L’incontro con alcuni grandi dell’Arte ha contribuito ad arricchire il substrato culturale e la versatilità nel modo di operare di Giorgio Bisanti. La sua storia comincia quando un giorno, da ragazzino, seguendo suo padre fisioterapista, si imbatte nel pittore Renato Guttuso e diventa un assiduo frequentatore del suo studio. In quel periodo conosce lo scultore Pericle Fazzini, che apprezza un suo modello in cera, che poco dopo verrà fuso in maniera sperimentale con scarti di rame e bronzo per diventare “il torello” nel 1984. L’anno dopo si diploma all’Accademia delle Belle Arti di Roma con il massimo dei voti. Suoi insegnanti sono gli scultori Emilio Greco e Venanzo Crocetti. L’incontro con artisti della levatura di Guttuso e Greco lascia il segno: dei disegni graffianti del primo  resta una traccia nei dipinti di donne nude con i capelli raccolti. Del secondo l’eleganza nel raffigurare le linee morbide (“La posa” del 1991). Fondamentali poi gli incontri con i critici d’arte Lorenza Trucchi e Guido Giuffrè.
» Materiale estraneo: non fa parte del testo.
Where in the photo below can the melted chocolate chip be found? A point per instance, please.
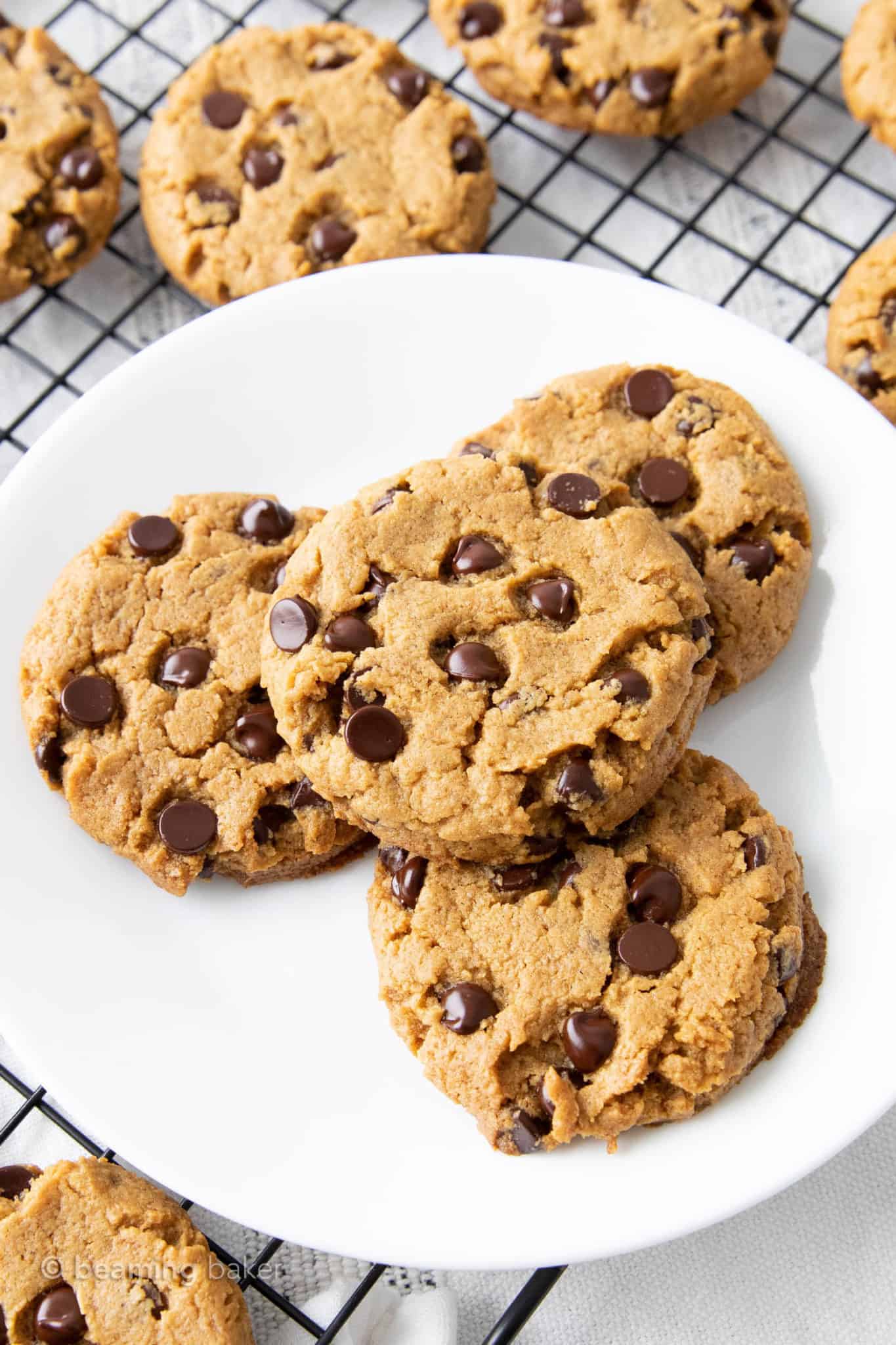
(89, 701)
(184, 667)
(222, 109)
(465, 1006)
(589, 1039)
(293, 623)
(373, 734)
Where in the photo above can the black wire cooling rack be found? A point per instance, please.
(761, 211)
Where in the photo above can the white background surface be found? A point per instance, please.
(816, 1264)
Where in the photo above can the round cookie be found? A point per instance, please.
(464, 662)
(284, 154)
(140, 692)
(861, 346)
(868, 69)
(60, 156)
(93, 1252)
(612, 68)
(618, 984)
(708, 466)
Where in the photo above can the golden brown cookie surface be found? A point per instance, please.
(60, 175)
(284, 154)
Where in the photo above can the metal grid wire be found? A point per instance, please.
(761, 211)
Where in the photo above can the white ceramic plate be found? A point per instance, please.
(232, 1044)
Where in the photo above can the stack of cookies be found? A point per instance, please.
(492, 663)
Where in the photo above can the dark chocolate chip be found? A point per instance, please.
(184, 667)
(255, 734)
(81, 167)
(15, 1181)
(756, 852)
(633, 685)
(554, 599)
(373, 734)
(223, 109)
(154, 536)
(480, 19)
(465, 1006)
(648, 948)
(475, 554)
(468, 155)
(651, 87)
(574, 494)
(648, 390)
(409, 85)
(589, 1039)
(654, 893)
(331, 238)
(263, 165)
(60, 1319)
(601, 92)
(349, 635)
(576, 782)
(664, 481)
(265, 521)
(61, 231)
(757, 558)
(89, 701)
(293, 623)
(473, 662)
(50, 758)
(408, 883)
(187, 826)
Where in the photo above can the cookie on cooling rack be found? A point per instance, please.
(58, 159)
(93, 1252)
(861, 346)
(706, 463)
(464, 661)
(605, 66)
(284, 154)
(140, 690)
(612, 985)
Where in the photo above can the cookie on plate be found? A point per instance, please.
(140, 690)
(282, 154)
(617, 984)
(60, 175)
(464, 659)
(708, 467)
(861, 346)
(92, 1252)
(612, 68)
(868, 69)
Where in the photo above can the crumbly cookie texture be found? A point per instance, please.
(868, 69)
(140, 690)
(610, 66)
(60, 175)
(861, 343)
(711, 470)
(620, 984)
(465, 659)
(282, 154)
(129, 1266)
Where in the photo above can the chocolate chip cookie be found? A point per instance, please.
(60, 175)
(465, 658)
(616, 984)
(284, 154)
(93, 1252)
(868, 69)
(861, 345)
(702, 459)
(614, 66)
(141, 697)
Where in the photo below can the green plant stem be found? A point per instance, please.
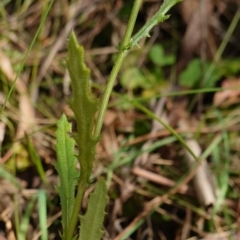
(82, 184)
(113, 75)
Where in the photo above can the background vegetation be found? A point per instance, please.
(187, 74)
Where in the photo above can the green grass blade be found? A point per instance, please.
(42, 212)
(66, 168)
(36, 160)
(91, 222)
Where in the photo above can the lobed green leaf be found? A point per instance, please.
(66, 168)
(91, 222)
(83, 104)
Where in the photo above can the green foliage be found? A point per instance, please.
(91, 222)
(158, 57)
(66, 167)
(83, 104)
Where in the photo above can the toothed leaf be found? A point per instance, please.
(66, 168)
(83, 104)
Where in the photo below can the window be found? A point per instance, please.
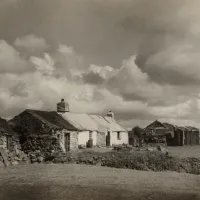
(90, 135)
(9, 142)
(118, 136)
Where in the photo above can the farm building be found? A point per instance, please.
(64, 130)
(156, 132)
(9, 139)
(183, 135)
(174, 135)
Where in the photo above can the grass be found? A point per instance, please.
(60, 182)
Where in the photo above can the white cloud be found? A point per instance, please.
(44, 65)
(31, 43)
(11, 61)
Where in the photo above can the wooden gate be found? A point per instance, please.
(67, 141)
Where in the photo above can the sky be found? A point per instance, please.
(138, 58)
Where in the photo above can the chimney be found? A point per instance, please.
(62, 106)
(110, 114)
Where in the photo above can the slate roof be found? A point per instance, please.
(75, 121)
(5, 128)
(52, 118)
(92, 122)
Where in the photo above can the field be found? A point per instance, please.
(81, 182)
(185, 151)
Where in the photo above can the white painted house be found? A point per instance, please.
(104, 130)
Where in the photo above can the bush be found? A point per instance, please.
(146, 161)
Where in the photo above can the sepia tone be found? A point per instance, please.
(99, 99)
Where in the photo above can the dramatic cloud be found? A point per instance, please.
(31, 43)
(11, 61)
(83, 51)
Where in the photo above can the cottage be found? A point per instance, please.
(64, 130)
(191, 135)
(103, 130)
(9, 139)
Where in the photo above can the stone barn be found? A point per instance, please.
(44, 131)
(9, 139)
(177, 135)
(155, 133)
(180, 136)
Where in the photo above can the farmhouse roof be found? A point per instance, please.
(52, 118)
(91, 122)
(5, 128)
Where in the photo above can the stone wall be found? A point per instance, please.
(14, 142)
(45, 144)
(3, 142)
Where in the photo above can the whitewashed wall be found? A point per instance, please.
(116, 141)
(83, 137)
(94, 137)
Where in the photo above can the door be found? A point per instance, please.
(9, 142)
(67, 141)
(108, 139)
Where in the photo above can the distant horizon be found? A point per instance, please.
(137, 58)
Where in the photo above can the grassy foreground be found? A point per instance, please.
(81, 182)
(146, 161)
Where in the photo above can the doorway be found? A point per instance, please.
(67, 141)
(8, 142)
(108, 139)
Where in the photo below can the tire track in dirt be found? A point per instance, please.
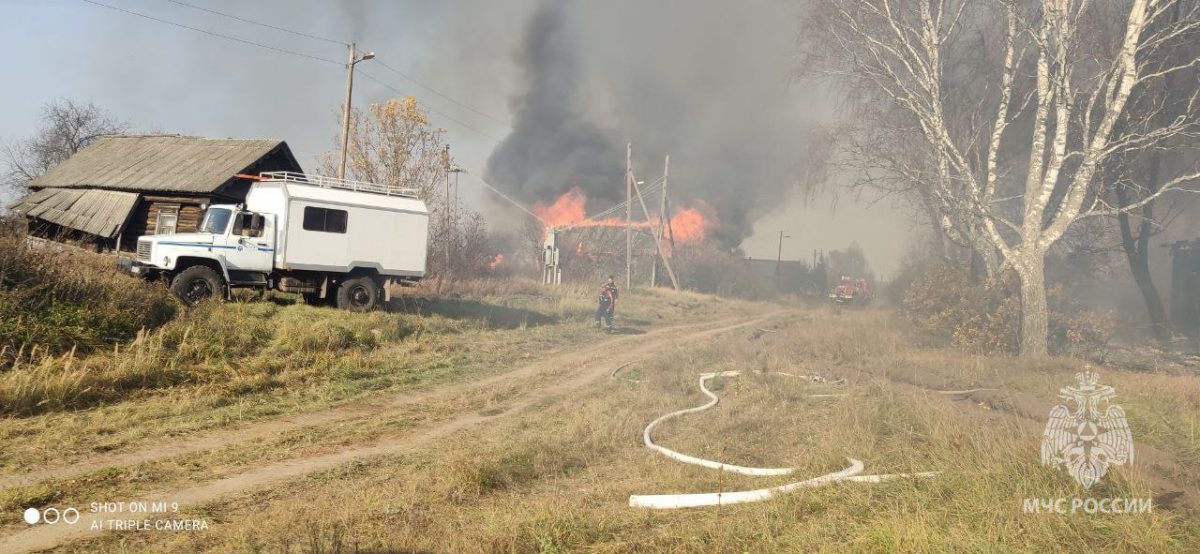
(221, 438)
(257, 476)
(1152, 464)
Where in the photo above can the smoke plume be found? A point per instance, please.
(706, 84)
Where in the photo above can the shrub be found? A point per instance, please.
(708, 268)
(948, 308)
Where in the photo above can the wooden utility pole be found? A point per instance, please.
(629, 215)
(663, 220)
(346, 114)
(658, 245)
(449, 230)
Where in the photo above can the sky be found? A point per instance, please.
(654, 73)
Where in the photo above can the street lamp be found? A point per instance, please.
(346, 112)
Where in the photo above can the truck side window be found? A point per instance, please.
(249, 224)
(324, 220)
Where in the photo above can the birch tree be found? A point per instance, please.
(67, 127)
(1023, 168)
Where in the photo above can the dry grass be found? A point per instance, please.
(557, 477)
(227, 363)
(58, 299)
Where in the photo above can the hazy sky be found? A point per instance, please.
(162, 78)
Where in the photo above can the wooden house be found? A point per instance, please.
(121, 187)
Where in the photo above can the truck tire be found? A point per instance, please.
(359, 294)
(197, 284)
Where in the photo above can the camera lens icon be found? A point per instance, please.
(52, 516)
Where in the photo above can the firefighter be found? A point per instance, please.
(609, 294)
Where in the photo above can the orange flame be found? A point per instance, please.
(688, 224)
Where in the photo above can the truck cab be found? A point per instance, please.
(327, 239)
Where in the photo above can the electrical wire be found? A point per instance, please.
(268, 25)
(463, 125)
(220, 35)
(385, 66)
(283, 50)
(377, 61)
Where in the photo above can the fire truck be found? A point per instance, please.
(851, 291)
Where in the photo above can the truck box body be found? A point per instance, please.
(335, 229)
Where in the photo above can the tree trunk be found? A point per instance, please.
(1035, 312)
(1137, 250)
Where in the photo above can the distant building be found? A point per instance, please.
(125, 186)
(1185, 303)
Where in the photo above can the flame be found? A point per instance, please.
(567, 210)
(688, 224)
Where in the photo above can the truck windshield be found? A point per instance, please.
(216, 220)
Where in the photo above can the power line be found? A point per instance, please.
(257, 23)
(228, 37)
(497, 191)
(283, 50)
(378, 61)
(442, 95)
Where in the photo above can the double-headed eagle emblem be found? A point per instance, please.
(1084, 439)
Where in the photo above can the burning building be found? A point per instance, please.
(581, 248)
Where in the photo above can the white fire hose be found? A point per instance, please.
(850, 474)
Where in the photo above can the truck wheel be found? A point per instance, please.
(196, 284)
(358, 294)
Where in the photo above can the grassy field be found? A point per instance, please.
(492, 417)
(555, 474)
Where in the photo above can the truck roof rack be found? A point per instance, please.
(334, 182)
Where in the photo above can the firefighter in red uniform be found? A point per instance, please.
(609, 294)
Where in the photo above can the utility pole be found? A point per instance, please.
(449, 232)
(658, 245)
(779, 256)
(629, 215)
(346, 107)
(663, 218)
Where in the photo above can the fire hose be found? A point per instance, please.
(663, 501)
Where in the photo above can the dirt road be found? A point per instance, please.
(555, 375)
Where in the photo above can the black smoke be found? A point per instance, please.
(707, 83)
(552, 146)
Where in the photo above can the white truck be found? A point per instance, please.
(328, 239)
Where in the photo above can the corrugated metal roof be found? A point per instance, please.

L’affinamento della tecnica e della forma si legge in alcune opere di stampo cubista e genio “picassiano” come “La dama” del 1997, “I lottatori” e “Il cavatore di pietra” del 1998, “Il bacio” (o “L’abbraccio”) del 2002, tutti realizzati in pietra viva leccese, una materia che racconta le origini mediterranee del suo creatore. L’estro per la rappresentazione del mondo femminile è “atavica”:  nelle visite alla nonna romagnola, durante il riposo pomeridiano le toglieva le coperte per scoprirne “le rotondità lisce e bianche come il latte”. Il ricordo si legge in  quasi tutti i suoi lavori che, oltre a raffigurare donne dalle linee generose, hanno sempre i capelli legati in uno chignon o una capigliatura abbozzata (“il riposo della modella” del 1997). L’indagine delle radici ancestrali dell’uomo converge nello studio dell’arte millenaria, etrusca e magno greca, dove il mistero che avvolge le opere del passato si unisce alla ricerca di materiali rugosi e segnati dalle ere geologiche. Da questo sedimento “partorisce” nel 1990 “Penelope”, nel 2002 “Testa muliebre”, nel 2004 “Donna salentina” e “La modella” e nel 2005 “L’orientale”. La sfera religiosa ha un ruolo importante nelle sue produzioni, sia perché alcune di esse sono realizzate su commissione, sia perché essa è radicata nell’ educazione di impronta cattolica e nella visione “materna” che ha della Vergine. Negli ultimi anni ha deciso di mettere da parte gli stimoli esterni per concentrarsi su una sfera intimista e trattare temi sociali come i conflitti e l’esaltazione della gioia di vivere. Un momento di gestazione che ci lascia in attesa di nuovi frutti.